Reduce / Reuse / Recycle

November 30, 2002

 

Power Plant Fueled by Waste Plastic Starts Trial Operation

Keywords: Eco-business / Social Venture Non-manufacturing industry Reduce / Reuse / Recycle Renewable Energy 

In the summer of 2002, Sanix Inc., an integrated environmental sanitation company in Japan, started trial operation of a thermal power plant fueled solely by plastic, in the Tomakomai Eastern Industrial Zone in Hokkaido. The company plans to start full operations next year.

Sanix built this plant to take advantage of an amendment of the Electricity Utilities Industry Law that partially deregulated retail sales of electricity in March 2000. The company said this is the first "resource-recycling power plant" to run entirely on fuel from recycled plastic waste. The recycled plastic is supplied by its plastic recycling plants.

The power plant will use approximately 700 tonnes of waste plastic fuel a day and generate about 74,000 kW of electricity. This power will be sold to large-lot users within Hokkaido as provided for under deregulation. Initial investment in the Tomakomai plant is about 10 billion yen (U.S.$81 million), including the land purchase and power plant construction.
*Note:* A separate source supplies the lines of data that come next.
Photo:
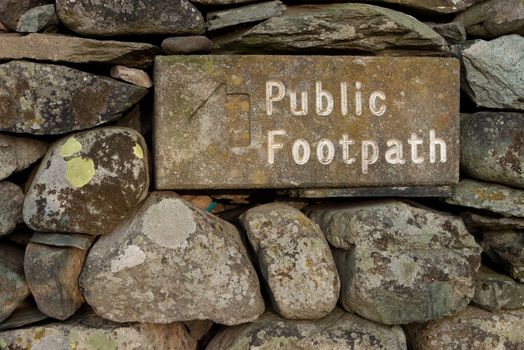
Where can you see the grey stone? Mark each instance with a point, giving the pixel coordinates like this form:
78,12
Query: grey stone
336,28
244,14
88,182
337,331
130,17
13,289
17,153
38,19
399,263
499,199
493,18
495,291
70,49
181,263
295,260
495,80
12,199
50,99
492,147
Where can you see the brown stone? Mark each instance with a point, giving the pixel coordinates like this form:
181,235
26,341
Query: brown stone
212,119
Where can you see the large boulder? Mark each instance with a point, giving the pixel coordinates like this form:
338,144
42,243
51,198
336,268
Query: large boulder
171,261
400,263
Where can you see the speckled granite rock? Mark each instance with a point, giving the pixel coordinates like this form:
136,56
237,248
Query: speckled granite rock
88,182
171,261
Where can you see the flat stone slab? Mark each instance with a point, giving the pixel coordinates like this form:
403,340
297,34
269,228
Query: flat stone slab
305,121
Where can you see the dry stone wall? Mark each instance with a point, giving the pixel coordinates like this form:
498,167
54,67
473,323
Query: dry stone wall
93,255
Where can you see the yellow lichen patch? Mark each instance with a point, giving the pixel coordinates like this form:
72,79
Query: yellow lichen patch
70,147
80,171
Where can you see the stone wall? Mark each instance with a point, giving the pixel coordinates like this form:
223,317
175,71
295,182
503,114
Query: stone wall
92,256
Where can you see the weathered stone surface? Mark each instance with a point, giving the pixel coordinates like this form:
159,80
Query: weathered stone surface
482,195
506,248
493,18
70,49
398,263
88,182
340,28
473,328
295,260
91,332
492,147
13,289
495,291
337,331
17,153
12,199
219,115
38,19
186,44
244,14
130,17
495,80
180,263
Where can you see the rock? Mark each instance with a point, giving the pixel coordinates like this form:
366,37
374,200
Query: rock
495,80
17,153
482,195
399,263
13,289
87,331
491,19
338,330
337,28
12,199
129,17
70,49
50,99
186,44
181,264
244,14
474,328
294,259
492,147
38,19
495,291
88,182
506,248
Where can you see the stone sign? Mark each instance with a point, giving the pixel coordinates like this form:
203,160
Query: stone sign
305,121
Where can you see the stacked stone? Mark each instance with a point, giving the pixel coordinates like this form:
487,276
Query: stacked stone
92,257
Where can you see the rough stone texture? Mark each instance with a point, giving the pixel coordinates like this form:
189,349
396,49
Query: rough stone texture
17,153
399,263
337,331
474,328
180,263
88,332
38,19
295,260
332,28
13,289
186,44
492,147
506,248
493,18
495,80
482,195
11,202
130,17
70,49
210,108
495,291
88,182
244,14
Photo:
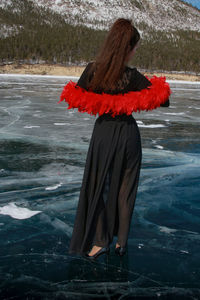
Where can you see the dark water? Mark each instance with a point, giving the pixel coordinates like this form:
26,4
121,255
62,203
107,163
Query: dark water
43,148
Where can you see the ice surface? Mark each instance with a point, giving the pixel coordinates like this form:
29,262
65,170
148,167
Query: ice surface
43,148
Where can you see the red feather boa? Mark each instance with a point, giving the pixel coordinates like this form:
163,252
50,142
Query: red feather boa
93,103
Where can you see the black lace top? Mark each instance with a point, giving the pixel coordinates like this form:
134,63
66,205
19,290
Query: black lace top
132,80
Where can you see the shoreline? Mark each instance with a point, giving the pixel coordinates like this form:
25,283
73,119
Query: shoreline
76,71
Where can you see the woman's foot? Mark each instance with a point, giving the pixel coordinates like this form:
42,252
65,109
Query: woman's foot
117,245
94,250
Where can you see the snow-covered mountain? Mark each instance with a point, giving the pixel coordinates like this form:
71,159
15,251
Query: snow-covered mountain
157,14
162,15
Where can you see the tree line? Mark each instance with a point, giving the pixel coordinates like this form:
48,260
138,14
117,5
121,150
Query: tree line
43,35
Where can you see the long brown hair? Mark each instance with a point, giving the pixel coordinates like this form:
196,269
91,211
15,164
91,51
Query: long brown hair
110,62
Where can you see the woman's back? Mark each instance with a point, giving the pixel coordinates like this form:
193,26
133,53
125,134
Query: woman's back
131,80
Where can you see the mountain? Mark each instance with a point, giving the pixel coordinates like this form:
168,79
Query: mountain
159,15
71,31
195,3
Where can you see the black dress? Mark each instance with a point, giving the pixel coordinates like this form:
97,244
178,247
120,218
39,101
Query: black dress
111,174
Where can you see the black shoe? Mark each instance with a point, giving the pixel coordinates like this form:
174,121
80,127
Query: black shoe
120,251
98,253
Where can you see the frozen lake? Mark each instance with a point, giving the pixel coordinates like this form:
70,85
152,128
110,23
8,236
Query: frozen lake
43,148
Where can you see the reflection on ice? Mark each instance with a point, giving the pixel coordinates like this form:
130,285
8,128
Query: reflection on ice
17,212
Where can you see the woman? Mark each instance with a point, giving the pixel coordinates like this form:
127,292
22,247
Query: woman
110,181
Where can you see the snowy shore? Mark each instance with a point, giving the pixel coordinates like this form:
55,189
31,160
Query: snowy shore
75,71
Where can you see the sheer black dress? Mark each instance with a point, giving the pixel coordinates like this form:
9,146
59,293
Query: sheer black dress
111,174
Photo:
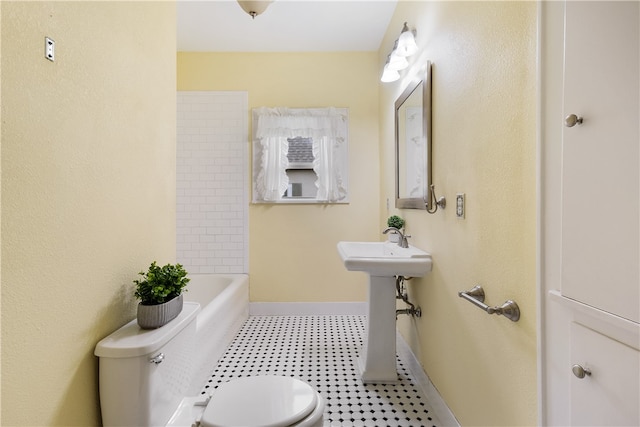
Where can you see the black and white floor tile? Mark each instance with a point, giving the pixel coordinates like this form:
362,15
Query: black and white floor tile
323,351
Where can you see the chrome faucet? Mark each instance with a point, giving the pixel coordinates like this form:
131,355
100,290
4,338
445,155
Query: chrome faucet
403,243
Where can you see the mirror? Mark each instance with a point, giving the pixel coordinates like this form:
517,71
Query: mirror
413,144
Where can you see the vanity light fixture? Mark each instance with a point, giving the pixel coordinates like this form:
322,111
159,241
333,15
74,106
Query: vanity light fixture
389,74
255,7
396,61
404,47
406,43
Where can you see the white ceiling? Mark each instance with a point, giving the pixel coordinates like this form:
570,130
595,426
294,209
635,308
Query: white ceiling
286,26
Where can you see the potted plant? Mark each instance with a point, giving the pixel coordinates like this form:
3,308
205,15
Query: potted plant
160,294
396,222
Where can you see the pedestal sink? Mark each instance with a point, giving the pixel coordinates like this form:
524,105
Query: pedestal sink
382,261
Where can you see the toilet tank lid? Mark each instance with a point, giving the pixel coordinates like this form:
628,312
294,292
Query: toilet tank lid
132,341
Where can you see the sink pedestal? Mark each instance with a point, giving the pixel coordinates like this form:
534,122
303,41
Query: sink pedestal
378,358
383,261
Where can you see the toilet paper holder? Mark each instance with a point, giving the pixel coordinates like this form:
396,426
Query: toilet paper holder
475,295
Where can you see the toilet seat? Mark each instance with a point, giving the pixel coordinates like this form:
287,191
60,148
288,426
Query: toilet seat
264,401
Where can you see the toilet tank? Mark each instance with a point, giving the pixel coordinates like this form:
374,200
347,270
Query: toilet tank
144,374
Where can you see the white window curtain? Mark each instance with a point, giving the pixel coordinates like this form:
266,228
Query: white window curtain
327,128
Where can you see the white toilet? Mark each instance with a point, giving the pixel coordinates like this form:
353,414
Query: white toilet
144,376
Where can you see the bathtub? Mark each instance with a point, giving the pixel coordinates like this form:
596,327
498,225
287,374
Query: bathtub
224,307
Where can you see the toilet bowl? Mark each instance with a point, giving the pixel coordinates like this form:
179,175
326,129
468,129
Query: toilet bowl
260,401
144,375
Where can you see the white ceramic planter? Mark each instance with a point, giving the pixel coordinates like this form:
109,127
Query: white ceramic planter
155,316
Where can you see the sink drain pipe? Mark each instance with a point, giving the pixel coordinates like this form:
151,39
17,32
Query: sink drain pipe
401,293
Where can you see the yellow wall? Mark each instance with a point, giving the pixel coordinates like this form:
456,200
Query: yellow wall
293,256
484,139
88,191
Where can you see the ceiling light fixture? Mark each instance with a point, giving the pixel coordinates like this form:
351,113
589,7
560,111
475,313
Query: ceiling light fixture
404,47
255,7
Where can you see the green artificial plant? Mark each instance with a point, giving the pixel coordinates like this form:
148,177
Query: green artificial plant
160,284
395,221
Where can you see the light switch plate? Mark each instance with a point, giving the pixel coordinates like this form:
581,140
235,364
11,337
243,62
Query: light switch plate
460,205
49,49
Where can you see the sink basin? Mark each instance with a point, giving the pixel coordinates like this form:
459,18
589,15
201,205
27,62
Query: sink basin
384,259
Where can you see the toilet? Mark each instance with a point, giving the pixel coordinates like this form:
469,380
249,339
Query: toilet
144,376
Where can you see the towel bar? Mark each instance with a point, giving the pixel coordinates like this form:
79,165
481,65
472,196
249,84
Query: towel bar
475,295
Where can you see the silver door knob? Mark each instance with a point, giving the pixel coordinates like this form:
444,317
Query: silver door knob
580,372
571,120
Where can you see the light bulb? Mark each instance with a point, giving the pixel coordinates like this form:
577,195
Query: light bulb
406,43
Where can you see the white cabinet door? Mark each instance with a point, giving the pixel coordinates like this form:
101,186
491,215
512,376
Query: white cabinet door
601,157
610,396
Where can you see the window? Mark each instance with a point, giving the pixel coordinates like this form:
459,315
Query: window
300,155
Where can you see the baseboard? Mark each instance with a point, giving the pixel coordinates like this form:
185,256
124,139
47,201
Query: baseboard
440,408
306,308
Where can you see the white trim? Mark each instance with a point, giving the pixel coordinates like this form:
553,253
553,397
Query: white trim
441,411
306,308
540,300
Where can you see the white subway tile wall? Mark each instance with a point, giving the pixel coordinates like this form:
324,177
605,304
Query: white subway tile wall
212,182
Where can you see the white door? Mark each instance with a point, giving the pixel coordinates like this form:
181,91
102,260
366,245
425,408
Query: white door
601,157
609,394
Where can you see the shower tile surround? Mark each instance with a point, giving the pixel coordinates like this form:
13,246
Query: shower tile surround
323,351
211,185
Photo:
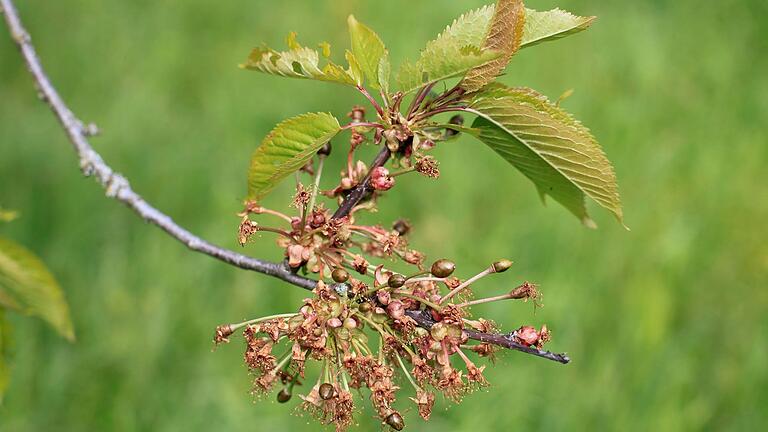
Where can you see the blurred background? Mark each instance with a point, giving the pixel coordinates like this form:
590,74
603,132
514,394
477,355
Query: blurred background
666,324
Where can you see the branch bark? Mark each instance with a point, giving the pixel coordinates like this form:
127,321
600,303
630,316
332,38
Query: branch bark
118,187
502,340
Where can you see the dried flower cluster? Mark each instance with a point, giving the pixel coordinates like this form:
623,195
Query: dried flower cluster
366,325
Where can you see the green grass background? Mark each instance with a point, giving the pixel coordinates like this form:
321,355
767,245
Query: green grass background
666,324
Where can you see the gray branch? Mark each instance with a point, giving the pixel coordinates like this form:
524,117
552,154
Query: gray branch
115,185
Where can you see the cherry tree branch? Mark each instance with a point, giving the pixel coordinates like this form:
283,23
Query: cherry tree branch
118,188
503,340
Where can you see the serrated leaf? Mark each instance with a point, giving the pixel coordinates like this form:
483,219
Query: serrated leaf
454,52
8,215
368,49
551,25
548,146
504,34
301,62
27,286
289,146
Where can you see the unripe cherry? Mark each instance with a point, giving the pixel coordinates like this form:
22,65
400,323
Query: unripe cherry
443,268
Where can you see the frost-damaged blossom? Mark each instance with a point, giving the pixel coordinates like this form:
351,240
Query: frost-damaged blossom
382,321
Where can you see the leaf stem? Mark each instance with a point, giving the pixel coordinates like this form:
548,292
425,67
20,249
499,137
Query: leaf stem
373,102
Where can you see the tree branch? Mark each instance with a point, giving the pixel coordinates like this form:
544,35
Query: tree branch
117,186
502,340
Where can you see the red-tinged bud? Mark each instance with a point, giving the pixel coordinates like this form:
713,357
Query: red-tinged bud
334,323
222,335
395,421
527,336
383,297
396,310
380,179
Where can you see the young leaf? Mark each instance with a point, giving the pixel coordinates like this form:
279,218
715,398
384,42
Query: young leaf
289,146
302,62
27,286
548,146
555,24
504,35
8,215
455,51
369,50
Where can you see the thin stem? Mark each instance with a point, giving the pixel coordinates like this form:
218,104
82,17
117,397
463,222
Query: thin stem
419,98
315,187
373,102
467,283
482,301
403,171
437,111
407,374
363,124
237,326
418,299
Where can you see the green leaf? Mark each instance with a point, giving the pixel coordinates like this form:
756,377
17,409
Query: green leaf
369,50
27,286
551,25
504,34
548,146
5,353
302,62
289,146
456,50
8,215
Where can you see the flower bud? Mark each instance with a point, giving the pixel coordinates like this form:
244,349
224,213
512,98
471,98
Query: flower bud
396,281
340,275
383,297
443,268
402,227
395,421
325,150
438,332
396,310
380,179
326,391
284,396
501,266
527,335
350,323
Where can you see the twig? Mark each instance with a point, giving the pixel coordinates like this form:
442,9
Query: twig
117,186
502,340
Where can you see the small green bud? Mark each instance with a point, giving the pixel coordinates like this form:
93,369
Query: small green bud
340,275
396,281
501,266
395,421
443,268
284,396
326,391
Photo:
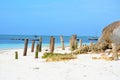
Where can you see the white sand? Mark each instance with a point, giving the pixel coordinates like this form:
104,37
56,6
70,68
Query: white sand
29,68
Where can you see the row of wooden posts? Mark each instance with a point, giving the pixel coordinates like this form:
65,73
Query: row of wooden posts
73,44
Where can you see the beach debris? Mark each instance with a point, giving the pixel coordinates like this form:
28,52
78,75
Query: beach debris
40,44
62,42
33,44
111,35
25,47
16,55
52,44
58,57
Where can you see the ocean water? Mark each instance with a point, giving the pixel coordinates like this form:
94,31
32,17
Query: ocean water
11,41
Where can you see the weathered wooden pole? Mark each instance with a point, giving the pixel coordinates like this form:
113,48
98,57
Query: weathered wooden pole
33,44
52,44
91,43
80,43
40,44
62,42
36,53
114,50
73,42
25,47
16,55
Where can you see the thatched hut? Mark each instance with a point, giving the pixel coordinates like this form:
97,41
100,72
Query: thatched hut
111,35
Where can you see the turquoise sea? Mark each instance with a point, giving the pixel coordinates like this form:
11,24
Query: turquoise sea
16,41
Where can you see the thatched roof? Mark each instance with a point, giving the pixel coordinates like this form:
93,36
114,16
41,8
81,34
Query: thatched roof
108,32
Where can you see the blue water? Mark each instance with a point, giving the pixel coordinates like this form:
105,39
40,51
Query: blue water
6,41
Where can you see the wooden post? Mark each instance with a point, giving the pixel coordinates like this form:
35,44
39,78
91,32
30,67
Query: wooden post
114,50
16,55
73,42
52,39
40,44
62,42
36,53
37,47
25,47
33,44
80,43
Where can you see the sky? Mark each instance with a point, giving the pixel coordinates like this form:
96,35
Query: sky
57,17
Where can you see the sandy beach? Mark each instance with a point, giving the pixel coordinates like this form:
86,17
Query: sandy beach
82,68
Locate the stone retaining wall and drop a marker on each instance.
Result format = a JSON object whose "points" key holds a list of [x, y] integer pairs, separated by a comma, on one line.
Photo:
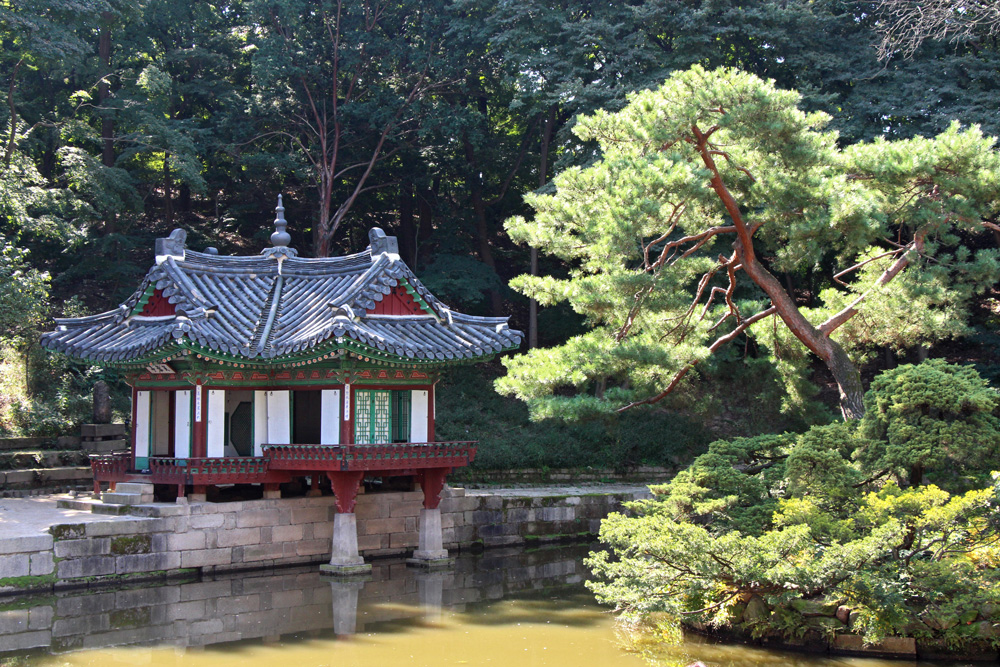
{"points": [[268, 605], [639, 474], [212, 537]]}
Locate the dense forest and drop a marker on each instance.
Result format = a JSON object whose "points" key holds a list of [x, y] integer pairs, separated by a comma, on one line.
{"points": [[432, 120]]}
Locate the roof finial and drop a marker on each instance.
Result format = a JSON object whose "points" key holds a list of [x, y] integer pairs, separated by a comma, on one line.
{"points": [[280, 237]]}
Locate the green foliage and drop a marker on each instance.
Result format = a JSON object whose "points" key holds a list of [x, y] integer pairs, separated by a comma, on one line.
{"points": [[936, 417], [468, 408], [24, 295], [646, 230], [759, 531]]}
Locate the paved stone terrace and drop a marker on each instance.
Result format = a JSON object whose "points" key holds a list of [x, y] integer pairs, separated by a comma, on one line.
{"points": [[44, 546], [28, 517]]}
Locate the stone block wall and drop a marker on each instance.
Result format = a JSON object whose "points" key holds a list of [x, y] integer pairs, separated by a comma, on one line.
{"points": [[270, 604], [215, 537]]}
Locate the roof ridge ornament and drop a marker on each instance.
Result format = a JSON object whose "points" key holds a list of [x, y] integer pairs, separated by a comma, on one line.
{"points": [[381, 244], [171, 246], [280, 239]]}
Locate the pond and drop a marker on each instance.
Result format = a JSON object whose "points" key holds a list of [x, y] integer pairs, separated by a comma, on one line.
{"points": [[503, 607]]}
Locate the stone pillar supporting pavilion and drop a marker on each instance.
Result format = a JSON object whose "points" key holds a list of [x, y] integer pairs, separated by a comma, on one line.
{"points": [[345, 559], [430, 551]]}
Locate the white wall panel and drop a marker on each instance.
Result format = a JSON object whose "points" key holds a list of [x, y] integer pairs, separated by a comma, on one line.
{"points": [[216, 446], [418, 415], [142, 425], [330, 417], [259, 422], [279, 419], [182, 423]]}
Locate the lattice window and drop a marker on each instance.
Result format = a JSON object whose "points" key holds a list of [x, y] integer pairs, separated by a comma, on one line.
{"points": [[241, 429], [401, 415], [381, 416]]}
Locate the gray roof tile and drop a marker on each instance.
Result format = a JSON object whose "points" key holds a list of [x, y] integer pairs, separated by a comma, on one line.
{"points": [[223, 303]]}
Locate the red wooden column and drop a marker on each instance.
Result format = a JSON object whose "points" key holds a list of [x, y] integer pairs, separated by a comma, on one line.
{"points": [[432, 483], [430, 413], [347, 416], [345, 559], [430, 551]]}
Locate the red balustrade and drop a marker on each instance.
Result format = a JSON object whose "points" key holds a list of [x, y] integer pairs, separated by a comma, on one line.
{"points": [[395, 456]]}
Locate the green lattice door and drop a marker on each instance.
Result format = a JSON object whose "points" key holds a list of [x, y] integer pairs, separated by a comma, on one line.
{"points": [[372, 416]]}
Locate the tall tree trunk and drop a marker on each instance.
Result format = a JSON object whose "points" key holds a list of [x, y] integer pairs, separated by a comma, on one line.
{"points": [[184, 198], [168, 192], [107, 122], [543, 172], [407, 228], [11, 142], [819, 343], [104, 91], [475, 185]]}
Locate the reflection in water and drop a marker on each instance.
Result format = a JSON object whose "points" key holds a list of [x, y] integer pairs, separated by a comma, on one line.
{"points": [[502, 608]]}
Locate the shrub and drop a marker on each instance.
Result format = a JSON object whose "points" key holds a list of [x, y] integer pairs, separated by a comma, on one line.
{"points": [[759, 533]]}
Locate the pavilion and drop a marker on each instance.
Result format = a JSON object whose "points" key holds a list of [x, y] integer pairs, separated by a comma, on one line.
{"points": [[261, 369]]}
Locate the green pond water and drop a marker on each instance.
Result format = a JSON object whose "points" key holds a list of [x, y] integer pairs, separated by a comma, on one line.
{"points": [[516, 608]]}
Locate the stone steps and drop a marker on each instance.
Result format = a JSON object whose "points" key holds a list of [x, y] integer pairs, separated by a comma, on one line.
{"points": [[42, 442], [42, 458], [38, 481], [129, 493]]}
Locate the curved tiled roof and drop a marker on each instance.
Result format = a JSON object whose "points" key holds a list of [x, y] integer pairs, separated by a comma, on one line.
{"points": [[277, 305]]}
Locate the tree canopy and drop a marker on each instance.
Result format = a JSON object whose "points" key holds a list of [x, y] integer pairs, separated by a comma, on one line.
{"points": [[121, 120], [702, 192], [761, 534]]}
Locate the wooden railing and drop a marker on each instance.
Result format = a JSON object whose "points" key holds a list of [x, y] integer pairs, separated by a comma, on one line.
{"points": [[395, 456], [227, 470], [279, 460], [110, 467]]}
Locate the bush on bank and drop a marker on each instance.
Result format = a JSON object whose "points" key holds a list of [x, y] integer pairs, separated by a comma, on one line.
{"points": [[886, 526]]}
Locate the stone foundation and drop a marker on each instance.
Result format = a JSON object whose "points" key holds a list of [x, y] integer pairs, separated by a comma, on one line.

According to a survey by the Plastic Waste Management Institute, waste plastic disposal in Japan totaled 9.84 million tonnes in 1998, of which 4.99 million tonnes were from household use and 4.85 million tonnes from industrial sources; most waste plastic was sent to landfills. Sanix considers waste plastic to be a recyclable resource and aims at to use it by recycling it into fuel for power generation.